I will show exactly what I have in mind below.

Poker Card Template

The Game Crafter is a printing company that can print your deck of cards and make a tuck box for it, and their template for card art is the following:


Note that it is resized — companies will generally want the image to be for cards that are full sized at 300 DPI, which can look quite large on the computer screen.

There will be a sheet of card stock that several cards will be printed onto at once. The red line is where they would ideally cut the card, and the safe zone is basically the card border. They might not cut it perfectly, though.

The yellow block represents their recommended border area, and it extends to the edge of the template, beyond where they hope to cut the card.

Card Art Example

card back with full bleed

Here is an example of a card art, specifically a card back. Note that the art extends past where they hope to cut the card from the uncut sheet. (The card art was designed by Theresa Guido.)

card back with template information

The above image can help show you how the art extends past the ideal cut lines and the most important parts of the art are within the blue safe zone.

Regular card_Regular red

The above card is an example of a card frame — a general card art design before the unique art and text are added. These are used for the card fronts of card games, with a special area for the title, rules text, etc. Again, note that the border is extended beyond the ideal cut area. (The design is by Amit Ghadge from Crimson Studio.)

Perfect Cut

card back cut

Here is what the card back will look like if it is cut perfectly.

Cut with Drift

card back with drift

There is a good chance the printer will cut some cards off center, which is a mild miscut, and is also known as “drift.” This is an example of how extreme that can be and yet it might be considered adequate by the printer. If the amount of drift is too extreme and unacceptable, it is known as a miscut.

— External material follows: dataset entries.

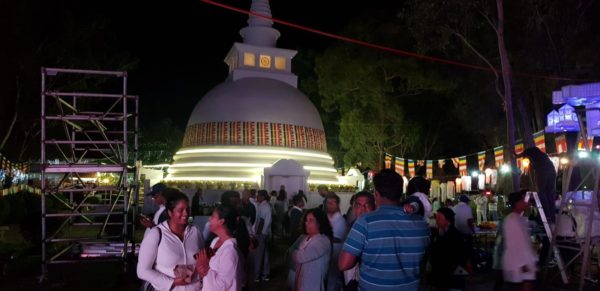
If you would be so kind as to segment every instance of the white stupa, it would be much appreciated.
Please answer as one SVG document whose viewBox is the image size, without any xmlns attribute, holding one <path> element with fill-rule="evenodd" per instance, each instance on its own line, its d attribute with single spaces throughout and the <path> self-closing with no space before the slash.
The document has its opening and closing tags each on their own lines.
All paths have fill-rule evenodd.
<svg viewBox="0 0 600 291">
<path fill-rule="evenodd" d="M 268 0 L 252 1 L 251 11 L 271 17 Z M 194 108 L 167 180 L 264 187 L 279 182 L 271 176 L 303 172 L 304 184 L 338 183 L 319 112 L 291 72 L 296 51 L 276 47 L 280 34 L 272 25 L 249 17 L 243 42 L 225 58 L 229 76 Z"/>
</svg>

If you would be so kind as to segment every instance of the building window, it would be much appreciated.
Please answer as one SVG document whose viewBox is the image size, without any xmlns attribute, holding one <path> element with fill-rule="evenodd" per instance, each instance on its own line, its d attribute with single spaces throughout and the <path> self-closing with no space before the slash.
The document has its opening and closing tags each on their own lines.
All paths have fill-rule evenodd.
<svg viewBox="0 0 600 291">
<path fill-rule="evenodd" d="M 259 58 L 259 66 L 261 68 L 269 69 L 271 68 L 271 56 L 268 55 L 260 55 Z"/>
<path fill-rule="evenodd" d="M 253 53 L 244 53 L 244 66 L 256 66 L 256 56 Z"/>
<path fill-rule="evenodd" d="M 285 70 L 285 58 L 275 57 L 275 69 Z"/>
</svg>

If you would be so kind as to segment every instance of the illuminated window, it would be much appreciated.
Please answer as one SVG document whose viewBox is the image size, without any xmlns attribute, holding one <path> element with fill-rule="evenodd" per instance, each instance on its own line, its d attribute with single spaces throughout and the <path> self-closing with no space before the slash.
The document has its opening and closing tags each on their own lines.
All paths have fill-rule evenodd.
<svg viewBox="0 0 600 291">
<path fill-rule="evenodd" d="M 244 66 L 256 66 L 256 56 L 253 53 L 244 53 Z"/>
<path fill-rule="evenodd" d="M 271 67 L 271 56 L 260 55 L 259 66 L 261 68 L 265 68 L 265 69 L 270 68 Z"/>
<path fill-rule="evenodd" d="M 275 69 L 285 70 L 285 58 L 275 57 Z"/>
</svg>

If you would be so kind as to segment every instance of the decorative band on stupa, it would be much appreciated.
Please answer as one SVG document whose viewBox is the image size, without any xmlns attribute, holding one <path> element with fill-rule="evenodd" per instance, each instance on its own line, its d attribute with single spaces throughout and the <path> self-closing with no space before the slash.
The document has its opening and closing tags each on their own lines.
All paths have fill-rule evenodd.
<svg viewBox="0 0 600 291">
<path fill-rule="evenodd" d="M 320 129 L 272 122 L 226 121 L 189 125 L 183 147 L 203 145 L 258 145 L 327 152 Z"/>
</svg>

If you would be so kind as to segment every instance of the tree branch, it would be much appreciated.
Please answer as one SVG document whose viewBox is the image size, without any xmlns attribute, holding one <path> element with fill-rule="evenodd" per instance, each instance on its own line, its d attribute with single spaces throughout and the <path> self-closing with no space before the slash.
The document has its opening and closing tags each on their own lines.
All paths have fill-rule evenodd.
<svg viewBox="0 0 600 291">
<path fill-rule="evenodd" d="M 496 94 L 498 94 L 498 96 L 500 97 L 500 99 L 502 99 L 503 102 L 503 107 L 506 110 L 506 100 L 505 100 L 505 96 L 504 93 L 502 93 L 502 91 L 500 90 L 500 76 L 498 75 L 498 69 L 496 69 L 492 63 L 482 54 L 480 53 L 476 48 L 474 48 L 471 43 L 458 31 L 456 30 L 451 30 L 449 29 L 450 32 L 452 32 L 454 35 L 456 35 L 458 38 L 460 38 L 460 40 L 463 41 L 463 43 L 469 47 L 469 49 L 471 49 L 481 60 L 483 60 L 484 63 L 486 63 L 490 69 L 492 69 L 492 72 L 494 72 L 494 76 L 496 77 L 496 79 L 494 80 L 495 84 L 496 84 Z M 496 30 L 496 33 L 498 33 L 498 31 Z"/>
</svg>

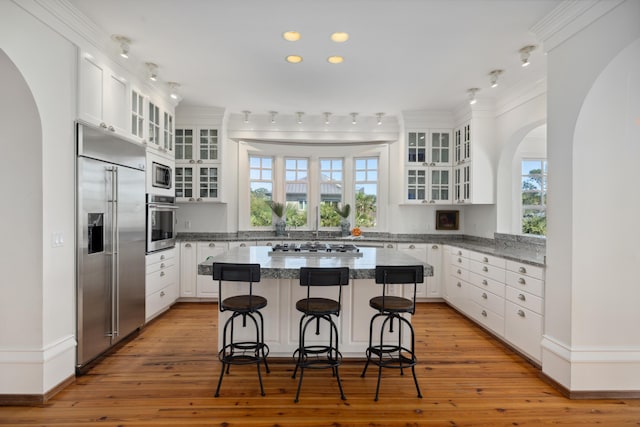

Even so, you still see all the most important detail of the art in this case because the most important art is within the safe zone.

Cut with Drift & No Bleed Area

card back with drift no safe zone

Just to see what happens if you don’t extend the art beyond the expected cut line, this is an example of a card with drift when there was no bleed area. The white space could be quite a bad thing to end up with in a professionally designed card game.